We are preparing our students for a difficult environment out in the “real world.” Just being an excellent performer is not going to be enough and we’re telling them that. We are also equipping them with more skills to cope with that reality. We have an outstanding Liberal Arts program that helps students develop their intellectual, professional and creative potential from creative writing to acting classes. We have a Contemporary Improvisation curriculum that is unlike anything at any other music school and encourages collaborations across the school.
It brings together a wide range of students who are eager to explore many genres of music and their own creative facility. This will make them enormously versatile and flexible as professionals.

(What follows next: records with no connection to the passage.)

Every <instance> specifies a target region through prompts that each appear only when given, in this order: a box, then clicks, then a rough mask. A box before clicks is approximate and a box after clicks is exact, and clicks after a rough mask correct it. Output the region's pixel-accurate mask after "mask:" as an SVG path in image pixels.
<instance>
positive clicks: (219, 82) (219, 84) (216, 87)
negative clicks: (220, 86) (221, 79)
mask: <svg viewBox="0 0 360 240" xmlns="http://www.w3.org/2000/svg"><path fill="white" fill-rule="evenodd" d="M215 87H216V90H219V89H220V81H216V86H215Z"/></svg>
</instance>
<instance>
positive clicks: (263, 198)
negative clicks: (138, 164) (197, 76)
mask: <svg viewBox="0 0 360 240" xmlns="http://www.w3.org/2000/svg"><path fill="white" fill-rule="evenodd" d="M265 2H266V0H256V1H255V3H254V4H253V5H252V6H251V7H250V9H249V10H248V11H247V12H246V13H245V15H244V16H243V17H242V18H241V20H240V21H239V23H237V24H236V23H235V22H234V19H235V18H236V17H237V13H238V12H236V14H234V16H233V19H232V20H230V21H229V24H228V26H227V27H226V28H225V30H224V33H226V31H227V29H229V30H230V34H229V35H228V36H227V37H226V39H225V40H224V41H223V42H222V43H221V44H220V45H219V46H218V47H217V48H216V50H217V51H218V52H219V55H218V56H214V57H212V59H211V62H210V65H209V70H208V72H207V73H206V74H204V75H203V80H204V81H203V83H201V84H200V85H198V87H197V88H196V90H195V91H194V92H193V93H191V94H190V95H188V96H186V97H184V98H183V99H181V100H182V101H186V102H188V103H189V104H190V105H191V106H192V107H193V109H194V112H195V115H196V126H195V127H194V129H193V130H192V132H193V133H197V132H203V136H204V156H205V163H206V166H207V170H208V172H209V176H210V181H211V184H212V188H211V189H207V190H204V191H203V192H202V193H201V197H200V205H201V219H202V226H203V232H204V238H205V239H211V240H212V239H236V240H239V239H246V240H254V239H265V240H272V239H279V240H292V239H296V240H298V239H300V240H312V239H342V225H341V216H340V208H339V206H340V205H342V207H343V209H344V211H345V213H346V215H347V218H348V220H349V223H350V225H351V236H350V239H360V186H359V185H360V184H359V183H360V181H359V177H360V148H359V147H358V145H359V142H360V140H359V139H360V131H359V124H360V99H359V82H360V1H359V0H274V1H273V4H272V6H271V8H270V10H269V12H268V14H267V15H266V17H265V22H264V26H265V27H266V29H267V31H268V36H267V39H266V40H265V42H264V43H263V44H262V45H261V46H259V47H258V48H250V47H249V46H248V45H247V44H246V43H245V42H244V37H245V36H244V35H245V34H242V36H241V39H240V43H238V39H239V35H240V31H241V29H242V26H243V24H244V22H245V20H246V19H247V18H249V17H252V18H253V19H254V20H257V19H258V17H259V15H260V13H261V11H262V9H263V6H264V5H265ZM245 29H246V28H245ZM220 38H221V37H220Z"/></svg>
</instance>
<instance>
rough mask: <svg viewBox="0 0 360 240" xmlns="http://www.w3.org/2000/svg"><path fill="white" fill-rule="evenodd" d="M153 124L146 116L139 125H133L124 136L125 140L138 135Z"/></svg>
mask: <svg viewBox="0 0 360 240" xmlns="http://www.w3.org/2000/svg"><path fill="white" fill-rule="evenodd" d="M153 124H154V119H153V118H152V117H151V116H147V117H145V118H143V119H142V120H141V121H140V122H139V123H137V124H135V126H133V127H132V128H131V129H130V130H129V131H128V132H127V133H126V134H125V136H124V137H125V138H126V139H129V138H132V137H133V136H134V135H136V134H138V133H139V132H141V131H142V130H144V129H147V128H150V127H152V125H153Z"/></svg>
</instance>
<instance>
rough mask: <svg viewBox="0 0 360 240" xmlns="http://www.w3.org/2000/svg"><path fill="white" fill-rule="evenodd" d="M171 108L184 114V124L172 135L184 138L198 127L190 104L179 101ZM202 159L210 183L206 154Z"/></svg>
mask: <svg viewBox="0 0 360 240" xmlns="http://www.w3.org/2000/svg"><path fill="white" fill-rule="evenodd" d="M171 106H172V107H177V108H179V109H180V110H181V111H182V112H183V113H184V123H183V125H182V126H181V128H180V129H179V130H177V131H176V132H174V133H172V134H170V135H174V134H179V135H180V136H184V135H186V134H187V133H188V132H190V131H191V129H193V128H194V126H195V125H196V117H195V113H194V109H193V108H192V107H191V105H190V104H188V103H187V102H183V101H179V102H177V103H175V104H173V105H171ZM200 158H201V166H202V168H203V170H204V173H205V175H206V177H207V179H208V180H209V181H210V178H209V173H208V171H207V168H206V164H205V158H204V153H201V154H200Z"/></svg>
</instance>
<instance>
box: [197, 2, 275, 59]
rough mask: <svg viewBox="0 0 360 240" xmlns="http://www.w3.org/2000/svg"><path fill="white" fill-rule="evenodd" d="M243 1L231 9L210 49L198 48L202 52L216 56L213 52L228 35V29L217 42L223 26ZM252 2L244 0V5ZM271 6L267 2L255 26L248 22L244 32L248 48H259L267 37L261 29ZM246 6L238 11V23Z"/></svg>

We also have an extraordinary Community Performances and Partnerships Program in which several hundred of our students engage annually with approximately 20,000 people in the Boston area. They learn how to speak to, perform and teach for public school pupils, seniors, the handicapped and the homeless.
Then, there’s our Abreu Fellows Program at New England Conservatory in which we are training 10 post-graduate musicians a year to become leaders in community music schools modeled after the El Sistema program in Venezuela. The first class of Abreu Fellows alumni are currently out in the field doing stellar work at nucleos in Juneau, Alaska; Queens, NY; Durham, NC; Atlanta; Philadelphia; Los Angeles and right here in Boston.
Indeed, one of them, Lorrie Heagy, was chosen Alaska Teacher of the Year. You can read more about it here.
Finally—and I am particularly proud of this—we have our new Entrepreneurial Musicianship program, which addresses the need young musicians will have to take charge of their careers and develop skills needed to create a gratifying life in music. Entrepreneurial Grant recipient project ‘Acoustica/Electronica”
The program includes classes, experiential work, grants, and projects that cultivate creative and critical thinking, communication proficiency, financial management, programming, marketing, and self reliance. [Check out these links for more information:
Trust The Power of the Young and Entrepreneurship.]
To summarize, there is a major crisis facing the orchestras in this country. The whole subject has never been discussed openly and candidly. This means all stakeholders – management, Trustees, community leaders, and… most definitely the musicians, discussing the issue and engaging in problem solving. The field has been in denial and we are now faced with a situation where orchestras are lining up declaring their financial insolvency. Detroit and Philly are just the most prominent and there will be others. The analysis is irrefutable. Audiences are dwindling (down 29% over 10 Years), the financial model is not sustainable. Endowments are depleted. Earned income is a fraction of what is was. There is greater and greater reliance placed on increasing the generosity of exhausted donors. Labour relations are antiquated. And orchestras lack legitimacy in their own communities. It is a confluence, a perfect storm of contributing factors that declare the conventional orchestra model is broken and needs changing. We can either spend the next few years blaming one another and watch the whole field slip quietly away or we can do something about it together. And, surely, that is our charge. We need the courage, the energy, and the vision to reinvent and rejuvenate. Just as the London Symphony and Berlin Philharmonic have done. They are leaner, more flexible, more productive, more responsive to their communities and…sustainable. We have so much to learn from them.